Moving Data from JSON to SQLite with Sling

Slinger avatar
Slinger
Cover for Moving Data from JSON to SQLite with Sling

Moving data from JSON files into SQLite databases traditionally requires writing custom scripts, handling data type conversions, and managing error cases. This process can be time-consuming and error-prone, often involving multiple dependencies and complex code.

Sling simplifies this process by providing a streamlined, efficient way to transfer data between JSON files and SQLite databases. With features like automatic data type inference, support for nested JSON structures, and flexible transformation options, Sling eliminates the need for custom scripts and reduces development time significantly.
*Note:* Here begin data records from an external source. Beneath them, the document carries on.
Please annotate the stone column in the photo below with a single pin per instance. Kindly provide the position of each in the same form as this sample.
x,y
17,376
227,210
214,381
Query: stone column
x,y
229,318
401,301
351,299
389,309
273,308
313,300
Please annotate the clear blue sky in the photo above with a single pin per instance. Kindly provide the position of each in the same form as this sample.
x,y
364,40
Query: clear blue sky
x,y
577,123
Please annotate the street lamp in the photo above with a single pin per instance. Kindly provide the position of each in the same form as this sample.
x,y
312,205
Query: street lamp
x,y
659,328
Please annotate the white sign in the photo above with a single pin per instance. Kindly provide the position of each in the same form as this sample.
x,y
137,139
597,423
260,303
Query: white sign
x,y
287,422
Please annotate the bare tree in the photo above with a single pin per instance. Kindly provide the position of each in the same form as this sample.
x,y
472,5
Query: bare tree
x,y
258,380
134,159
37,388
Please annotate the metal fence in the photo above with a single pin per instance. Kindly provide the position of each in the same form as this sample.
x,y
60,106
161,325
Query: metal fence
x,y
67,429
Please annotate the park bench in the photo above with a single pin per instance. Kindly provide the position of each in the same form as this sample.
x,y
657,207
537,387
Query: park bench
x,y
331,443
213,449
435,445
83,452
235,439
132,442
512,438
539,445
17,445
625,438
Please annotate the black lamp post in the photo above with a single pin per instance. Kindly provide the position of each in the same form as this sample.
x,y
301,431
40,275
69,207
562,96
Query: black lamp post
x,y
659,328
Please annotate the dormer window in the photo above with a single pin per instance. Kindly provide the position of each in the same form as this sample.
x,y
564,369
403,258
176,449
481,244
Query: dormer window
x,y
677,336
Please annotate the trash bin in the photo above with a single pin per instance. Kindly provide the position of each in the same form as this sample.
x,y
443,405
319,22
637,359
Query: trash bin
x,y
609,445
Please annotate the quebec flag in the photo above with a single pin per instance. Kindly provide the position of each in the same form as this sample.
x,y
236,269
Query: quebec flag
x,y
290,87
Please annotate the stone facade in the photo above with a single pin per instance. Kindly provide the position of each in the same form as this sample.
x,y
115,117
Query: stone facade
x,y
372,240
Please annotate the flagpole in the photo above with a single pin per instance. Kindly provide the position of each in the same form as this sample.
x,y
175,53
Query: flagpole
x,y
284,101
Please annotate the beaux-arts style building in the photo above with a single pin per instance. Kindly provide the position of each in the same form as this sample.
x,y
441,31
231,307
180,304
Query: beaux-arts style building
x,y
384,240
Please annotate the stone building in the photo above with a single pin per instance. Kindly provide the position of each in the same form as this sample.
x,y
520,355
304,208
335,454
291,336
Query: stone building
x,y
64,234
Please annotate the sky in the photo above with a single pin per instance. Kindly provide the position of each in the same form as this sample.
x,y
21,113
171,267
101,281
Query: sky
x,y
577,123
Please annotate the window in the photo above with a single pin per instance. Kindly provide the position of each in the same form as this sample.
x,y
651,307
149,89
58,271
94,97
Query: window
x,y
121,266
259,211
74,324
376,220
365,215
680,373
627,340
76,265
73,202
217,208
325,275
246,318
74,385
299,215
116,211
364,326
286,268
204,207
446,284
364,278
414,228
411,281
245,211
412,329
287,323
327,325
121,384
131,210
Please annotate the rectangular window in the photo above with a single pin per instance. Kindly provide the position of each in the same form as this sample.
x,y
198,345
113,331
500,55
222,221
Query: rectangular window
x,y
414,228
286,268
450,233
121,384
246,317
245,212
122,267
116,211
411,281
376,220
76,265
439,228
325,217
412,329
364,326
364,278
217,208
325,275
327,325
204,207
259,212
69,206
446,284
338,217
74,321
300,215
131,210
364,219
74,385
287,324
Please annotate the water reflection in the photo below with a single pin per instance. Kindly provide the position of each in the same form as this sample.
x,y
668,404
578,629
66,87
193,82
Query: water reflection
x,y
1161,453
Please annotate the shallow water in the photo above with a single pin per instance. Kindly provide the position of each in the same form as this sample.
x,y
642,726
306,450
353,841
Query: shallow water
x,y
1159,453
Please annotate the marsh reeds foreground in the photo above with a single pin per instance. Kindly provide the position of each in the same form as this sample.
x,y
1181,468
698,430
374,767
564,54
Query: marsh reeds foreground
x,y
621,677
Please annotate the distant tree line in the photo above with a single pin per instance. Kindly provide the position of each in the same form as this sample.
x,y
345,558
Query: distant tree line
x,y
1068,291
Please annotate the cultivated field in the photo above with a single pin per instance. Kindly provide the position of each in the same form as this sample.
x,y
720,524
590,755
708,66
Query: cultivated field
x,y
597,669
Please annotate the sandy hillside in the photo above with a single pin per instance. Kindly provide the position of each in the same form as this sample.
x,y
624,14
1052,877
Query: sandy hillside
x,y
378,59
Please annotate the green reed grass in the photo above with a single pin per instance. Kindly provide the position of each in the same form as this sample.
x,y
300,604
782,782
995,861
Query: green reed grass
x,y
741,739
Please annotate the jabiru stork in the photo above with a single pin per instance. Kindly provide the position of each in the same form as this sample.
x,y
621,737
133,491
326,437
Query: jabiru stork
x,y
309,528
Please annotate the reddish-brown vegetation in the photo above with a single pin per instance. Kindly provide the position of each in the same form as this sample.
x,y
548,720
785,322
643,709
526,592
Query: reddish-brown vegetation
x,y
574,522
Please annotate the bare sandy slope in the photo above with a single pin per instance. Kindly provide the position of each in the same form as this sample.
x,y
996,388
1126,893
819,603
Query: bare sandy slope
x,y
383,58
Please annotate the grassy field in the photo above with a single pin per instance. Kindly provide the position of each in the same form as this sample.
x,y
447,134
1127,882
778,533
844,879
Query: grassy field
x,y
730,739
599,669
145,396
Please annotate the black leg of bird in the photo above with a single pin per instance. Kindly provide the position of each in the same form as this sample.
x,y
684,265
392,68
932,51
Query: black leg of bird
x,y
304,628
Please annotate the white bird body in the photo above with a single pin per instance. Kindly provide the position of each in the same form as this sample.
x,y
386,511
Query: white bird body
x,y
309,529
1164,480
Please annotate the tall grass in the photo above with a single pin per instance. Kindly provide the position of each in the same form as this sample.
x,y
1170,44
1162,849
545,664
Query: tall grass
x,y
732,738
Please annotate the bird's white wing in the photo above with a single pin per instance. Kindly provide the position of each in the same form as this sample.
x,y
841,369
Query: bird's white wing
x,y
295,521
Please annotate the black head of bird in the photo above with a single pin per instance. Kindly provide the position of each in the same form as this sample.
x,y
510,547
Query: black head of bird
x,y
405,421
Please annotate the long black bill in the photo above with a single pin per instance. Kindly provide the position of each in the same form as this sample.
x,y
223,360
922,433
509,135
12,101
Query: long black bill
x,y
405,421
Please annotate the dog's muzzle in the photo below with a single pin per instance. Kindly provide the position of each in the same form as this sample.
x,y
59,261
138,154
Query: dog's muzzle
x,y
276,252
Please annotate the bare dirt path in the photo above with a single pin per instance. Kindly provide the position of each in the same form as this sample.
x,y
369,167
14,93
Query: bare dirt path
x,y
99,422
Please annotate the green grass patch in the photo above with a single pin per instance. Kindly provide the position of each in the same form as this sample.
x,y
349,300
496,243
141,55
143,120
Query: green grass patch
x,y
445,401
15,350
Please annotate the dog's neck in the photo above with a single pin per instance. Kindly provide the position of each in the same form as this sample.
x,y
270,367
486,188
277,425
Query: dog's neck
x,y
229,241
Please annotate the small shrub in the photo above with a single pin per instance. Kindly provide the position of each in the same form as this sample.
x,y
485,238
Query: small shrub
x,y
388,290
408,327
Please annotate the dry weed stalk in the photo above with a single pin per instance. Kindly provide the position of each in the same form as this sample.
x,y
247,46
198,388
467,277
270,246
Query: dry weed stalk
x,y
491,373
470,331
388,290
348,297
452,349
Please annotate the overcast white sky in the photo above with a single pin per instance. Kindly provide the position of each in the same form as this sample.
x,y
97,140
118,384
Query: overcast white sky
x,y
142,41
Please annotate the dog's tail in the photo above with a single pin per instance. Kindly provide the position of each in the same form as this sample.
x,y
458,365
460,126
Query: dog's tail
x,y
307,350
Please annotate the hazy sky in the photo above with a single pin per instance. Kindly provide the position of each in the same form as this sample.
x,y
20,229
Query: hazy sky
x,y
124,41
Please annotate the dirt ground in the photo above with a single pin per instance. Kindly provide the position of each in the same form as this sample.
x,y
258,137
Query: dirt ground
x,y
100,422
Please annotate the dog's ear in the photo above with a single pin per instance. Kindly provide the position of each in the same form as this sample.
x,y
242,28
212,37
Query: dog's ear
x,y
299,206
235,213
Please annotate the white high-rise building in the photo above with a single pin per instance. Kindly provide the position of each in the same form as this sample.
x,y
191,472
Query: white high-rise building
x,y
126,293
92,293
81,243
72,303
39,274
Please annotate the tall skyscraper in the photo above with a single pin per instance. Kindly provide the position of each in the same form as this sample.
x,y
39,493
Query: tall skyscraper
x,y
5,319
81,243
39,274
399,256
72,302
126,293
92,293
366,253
Key advantages of using Sling include:

  • Automated data type mapping and schema creation
  • Built-in support for complex JSON structures
  • Efficient bulk loading capabilities
  • Real-time data validation
  • Simple command-line interface
  • Flexible configuration options

Let’s explore how to set up and use Sling for your JSON to SQLite data integration needs.

Installation

Getting started with Sling is straightforward. You can install it using various package managers:

# Install using Homebrew (macOS)
brew install slingdata-io/sling/sling

# Install using curl (Linux)
curl -LO 'https://github.com/slingdata-io/sling-cli/releases/latest/download/sling_linux_amd64.tar.gz' \
  && tar xf sling_linux_amd64.tar.gz \
  && rm -f sling_linux_amd64.tar.gz \
  && chmod +x sling

# Install using Scoop (Windows)
scoop bucket add sling https://github.com/slingdata-io/scoop-sling.git
scoop install sling

# Install using Python pip
pip install sling

After installation, verify that Sling is properly installed by checking its version:

# Check Sling version
sling --version

For more detailed installation instructions, visit the Sling CLI Getting Started Guide.

Setting Up Connections

Before we can start moving data, we need to configure our source (local JSON files) and target (SQLite) connections. Sling provides multiple ways to manage connections securely.

Local File Connection

For local JSON files, Sling automatically configures a default connection named LOCAL. You don’t need any additional configuration for accessing local files.

SQLite Connection Setup

For SQLite, you can set up the connection using one of these methods:

Using Environment Variables

The simplest way to set up a SQLite connection is through environment variables:

# Set up SQLite connection using environment variable
export SQLITE='sqlite:///path/to/database.db'

Using the Sling CLI

A more secure and maintainable approach is to use Sling’s connection management commands:

# Set up SQLite connection using sling conns set
sling conns set sqlite_db type=sqlite database=/path/to/database.db

Using YAML Configuration

For a more permanent setup, you can define your connections in the ~/.sling/env.yaml file:

connections:
  sqlite_db:
    type: sqlite
    database: /path/to/database.db

Testing Connections

After setting up your connections, it’s important to verify they work correctly:

# Test SQLite connection
sling conns test sqlite_db

# Test local connection
sling conns test local

For more information about connection management and environment variables, refer to the Sling CLI Environment documentation.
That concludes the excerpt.